L'attestation de sortie fait partie des documents importants de la vie quotidienne en cette période de confinement. Purement procédural à première vue, ce papier cache bien son jeu : sa police d'écriture recèle une histoire graphique riche que le graphiste Valentin Socha dévoile dans une courte vidéo instructive.
"Il me semblait assez intéressant de partir d'un support assez terne et bureaucratique comme peut l'être un formulaire administratif pour en faire ressortir une histoire qui remonte à l'Antiquité, avec des enjeux politiques", explique le graphiste, responsable de l'atelier parisien de conception collaboratif LabBoîte.
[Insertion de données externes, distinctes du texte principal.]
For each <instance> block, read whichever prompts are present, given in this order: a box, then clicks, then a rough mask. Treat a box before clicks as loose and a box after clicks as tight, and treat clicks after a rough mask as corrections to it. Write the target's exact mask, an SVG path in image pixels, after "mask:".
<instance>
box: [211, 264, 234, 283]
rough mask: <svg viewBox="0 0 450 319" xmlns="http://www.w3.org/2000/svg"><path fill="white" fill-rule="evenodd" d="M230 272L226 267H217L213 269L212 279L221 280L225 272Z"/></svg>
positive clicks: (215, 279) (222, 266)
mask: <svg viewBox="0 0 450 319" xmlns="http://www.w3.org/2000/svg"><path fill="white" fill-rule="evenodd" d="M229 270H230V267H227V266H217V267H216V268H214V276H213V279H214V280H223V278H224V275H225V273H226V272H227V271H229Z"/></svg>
Marianne, la police de caractères du gouvernement
En fait, l'attestation de sortie est l'un des tout premiers documents officiels à utiliser la nouvelle police de caractères de l'État. Depuis le 10 février 2020, la France a en effet une vraie identité visuelle, complète et harmonisée, comprenant les règles de composition graphique, son bloc-marque, la devise de la République française, les codes couleurs et sa police de caractères.
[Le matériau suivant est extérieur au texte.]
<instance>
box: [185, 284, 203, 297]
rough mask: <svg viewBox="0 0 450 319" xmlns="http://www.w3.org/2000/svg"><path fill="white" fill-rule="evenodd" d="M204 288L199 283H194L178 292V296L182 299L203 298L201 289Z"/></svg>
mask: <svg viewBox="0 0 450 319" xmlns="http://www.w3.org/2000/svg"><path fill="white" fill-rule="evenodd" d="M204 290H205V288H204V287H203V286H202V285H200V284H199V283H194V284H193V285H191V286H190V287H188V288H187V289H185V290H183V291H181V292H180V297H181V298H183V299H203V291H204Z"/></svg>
L'attestation de sortie - comme les consignes sanitaires du gouvernement français - permet de se familiariser avec cette police d'écriture : Marianne.
Des lettres inspirées de l'Histoire de France
Dans sa vidéo de 3 min 43 intitulée Le Marianne, une typographie d'État, Valentin Socha analyse ce caractère dessiné par le typographe Mathieu Réguer.
On y apprend que les lettres majuscules sont basées sur les capitales monumentales appelées aussi capitales romaines qui étaient gravées sur les frontaux des monuments romains de l'Antiquité.
Quant aux lettres minuscules, Mathieu Réguer s'est inspiré de la police Garamond du graveur Claude Garamont du XVIe siècle. "L'empreinte de Garamond dans notre patrimoine est considérable tant ses créations ont contribué au rayonnement de la littérature française dans le monde entier. Son utilisation dans les ouvrages de la prestigieuse Bibliothèque de la Pléiade en est l'un des meilleurs exemples."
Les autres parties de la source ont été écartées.